大语言模型微调之道2——为什么要微调
Summary
TLDR本课程介绍了为什么应该对大型语言模型(LLMs)进行微调,微调是什么,以及如何通过实验比较微调模型与非微调模型。微调是将通用模型专业化,使其更适合特定用途,如聊天或代码自动完成。与提示工程相比,微调可以处理更多数据,纠正错误信息,并减少幻觉现象。此外,微调有助于提高模型在特定领域的性能和一致性,增强隐私保护,降低成本,并提供更好的控制。课程还介绍了用于微调的不同技术,包括PyTorch、Hugging Face和Laminai库。
Takeaways
- 📚 微调(Fine-tuning)是将通用模型(如GPT-3)转变为特定用途的模型,如聊天机器人或代码自动完成工具。
- 👨⚕️ 微调模型类似于从全科医生(通用模型)到心脏病专家(特定用途模型)的转变,提供更深入的专业知识。
- 🧠 微调使模型能够从大量数据中学习,而不仅仅是访问数据,从而提升其性能和专业性。
- 💡 微调有助于模型提供更一致的输出和行为,减少模型的幻觉(hallucinations)问题。
- 🚀 与提示工程(Prompt Engineering)相比,微调可以处理几乎无限量的数据,允许纠正模型之前的错误信息。
- 💼 微调适用于企业级或特定领域的用例,适合生产环境使用。
- 🔒 微调可以在私有环境中进行,有助于防止数据泄露和保护隐私。
- 💰 微调可以提高成本透明度,对于大量使用的模型,可以降低每请求的成本。
- ⏱️ 微调可以减少模型响应的延迟,对于需要快速响应的应用(如自动完成)尤其重要。
- 🛡️ 微调允许为模型设置更多的安全防护,如自定义响应和内容过滤。
- 📚 微调过程中可以使用多种技术,包括PyTorch、Hugging Face和Laminar等库。

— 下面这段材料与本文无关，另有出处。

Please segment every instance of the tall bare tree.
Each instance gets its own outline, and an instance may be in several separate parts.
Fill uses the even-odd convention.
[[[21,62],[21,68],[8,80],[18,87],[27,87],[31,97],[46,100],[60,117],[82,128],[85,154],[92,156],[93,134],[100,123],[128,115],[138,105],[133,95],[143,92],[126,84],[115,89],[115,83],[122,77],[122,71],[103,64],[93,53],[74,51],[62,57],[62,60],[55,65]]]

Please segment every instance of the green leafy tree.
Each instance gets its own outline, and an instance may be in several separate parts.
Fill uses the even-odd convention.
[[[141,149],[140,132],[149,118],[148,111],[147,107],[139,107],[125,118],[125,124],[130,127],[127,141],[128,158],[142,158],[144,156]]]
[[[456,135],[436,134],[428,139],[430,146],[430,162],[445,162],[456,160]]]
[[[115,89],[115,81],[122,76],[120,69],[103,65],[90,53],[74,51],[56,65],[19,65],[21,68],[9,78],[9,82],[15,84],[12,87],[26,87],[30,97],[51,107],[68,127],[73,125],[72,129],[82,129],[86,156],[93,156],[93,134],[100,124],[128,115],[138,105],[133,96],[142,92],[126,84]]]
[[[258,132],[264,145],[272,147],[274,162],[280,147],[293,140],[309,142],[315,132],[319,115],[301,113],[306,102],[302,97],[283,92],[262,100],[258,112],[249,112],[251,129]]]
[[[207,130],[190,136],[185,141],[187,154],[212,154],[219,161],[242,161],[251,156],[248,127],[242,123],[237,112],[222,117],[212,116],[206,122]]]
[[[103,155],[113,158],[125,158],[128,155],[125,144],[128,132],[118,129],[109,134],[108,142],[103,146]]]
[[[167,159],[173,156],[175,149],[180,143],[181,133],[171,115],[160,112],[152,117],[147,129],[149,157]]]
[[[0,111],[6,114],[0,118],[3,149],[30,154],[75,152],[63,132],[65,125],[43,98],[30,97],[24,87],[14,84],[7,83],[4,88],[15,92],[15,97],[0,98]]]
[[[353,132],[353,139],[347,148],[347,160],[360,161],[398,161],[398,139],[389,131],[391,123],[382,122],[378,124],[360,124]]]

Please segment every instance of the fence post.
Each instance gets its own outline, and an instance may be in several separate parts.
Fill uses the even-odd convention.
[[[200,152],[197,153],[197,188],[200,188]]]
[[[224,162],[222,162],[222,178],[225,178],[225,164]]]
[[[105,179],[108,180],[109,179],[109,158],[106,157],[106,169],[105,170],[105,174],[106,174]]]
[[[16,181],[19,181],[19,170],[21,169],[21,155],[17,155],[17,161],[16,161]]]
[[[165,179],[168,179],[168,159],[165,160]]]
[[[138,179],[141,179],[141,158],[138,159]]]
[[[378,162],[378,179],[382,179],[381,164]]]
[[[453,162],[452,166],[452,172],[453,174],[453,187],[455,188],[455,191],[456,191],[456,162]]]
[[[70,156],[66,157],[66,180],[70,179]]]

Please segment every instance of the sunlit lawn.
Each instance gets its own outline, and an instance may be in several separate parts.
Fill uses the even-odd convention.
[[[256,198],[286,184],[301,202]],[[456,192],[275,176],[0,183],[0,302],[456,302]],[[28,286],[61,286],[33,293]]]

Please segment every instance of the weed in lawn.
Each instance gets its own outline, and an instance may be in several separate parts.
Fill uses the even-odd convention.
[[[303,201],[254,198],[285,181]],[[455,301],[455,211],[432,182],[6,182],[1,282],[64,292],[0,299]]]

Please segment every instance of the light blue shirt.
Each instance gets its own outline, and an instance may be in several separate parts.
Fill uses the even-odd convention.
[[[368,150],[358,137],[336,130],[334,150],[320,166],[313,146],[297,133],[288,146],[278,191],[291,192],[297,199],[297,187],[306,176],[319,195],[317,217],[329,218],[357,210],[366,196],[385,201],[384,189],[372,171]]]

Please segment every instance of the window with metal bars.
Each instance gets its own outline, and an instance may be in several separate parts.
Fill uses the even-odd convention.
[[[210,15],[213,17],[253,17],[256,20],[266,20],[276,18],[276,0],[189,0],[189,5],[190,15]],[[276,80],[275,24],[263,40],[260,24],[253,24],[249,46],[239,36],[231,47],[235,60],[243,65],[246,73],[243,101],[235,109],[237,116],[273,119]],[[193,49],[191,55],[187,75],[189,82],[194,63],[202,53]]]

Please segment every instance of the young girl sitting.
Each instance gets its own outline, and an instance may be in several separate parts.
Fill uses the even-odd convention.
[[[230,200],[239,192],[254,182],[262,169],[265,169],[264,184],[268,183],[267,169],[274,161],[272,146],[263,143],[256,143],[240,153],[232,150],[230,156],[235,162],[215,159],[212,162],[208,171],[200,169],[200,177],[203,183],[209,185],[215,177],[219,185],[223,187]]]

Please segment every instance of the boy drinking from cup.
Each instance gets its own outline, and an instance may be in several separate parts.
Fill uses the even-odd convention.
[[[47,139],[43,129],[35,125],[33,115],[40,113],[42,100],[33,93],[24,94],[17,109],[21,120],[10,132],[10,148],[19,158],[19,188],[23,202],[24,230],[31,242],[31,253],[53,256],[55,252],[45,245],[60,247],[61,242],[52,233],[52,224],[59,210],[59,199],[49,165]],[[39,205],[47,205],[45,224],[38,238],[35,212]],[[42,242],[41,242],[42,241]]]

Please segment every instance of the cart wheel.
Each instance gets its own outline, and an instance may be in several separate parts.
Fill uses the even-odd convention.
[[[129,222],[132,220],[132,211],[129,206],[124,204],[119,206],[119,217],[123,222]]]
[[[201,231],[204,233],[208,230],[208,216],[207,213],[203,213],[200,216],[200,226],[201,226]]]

- 📈 微调模型在实际应用中的表现明显优于未微调模型,能够提供更准确和有用的信息。
Q & A
为什么要进行模型微调?
-模型微调是为了让通用模型(如GPT-3)专门化,适应特定的使用场景,比如将GPT-4转变为专门自动完成代码的GitHub Copilot。微调可以使模型从更多数据中学习,提升其在特定领域的专业性和一致性,减少错误信息的产生,并能更好地适应用户的需求。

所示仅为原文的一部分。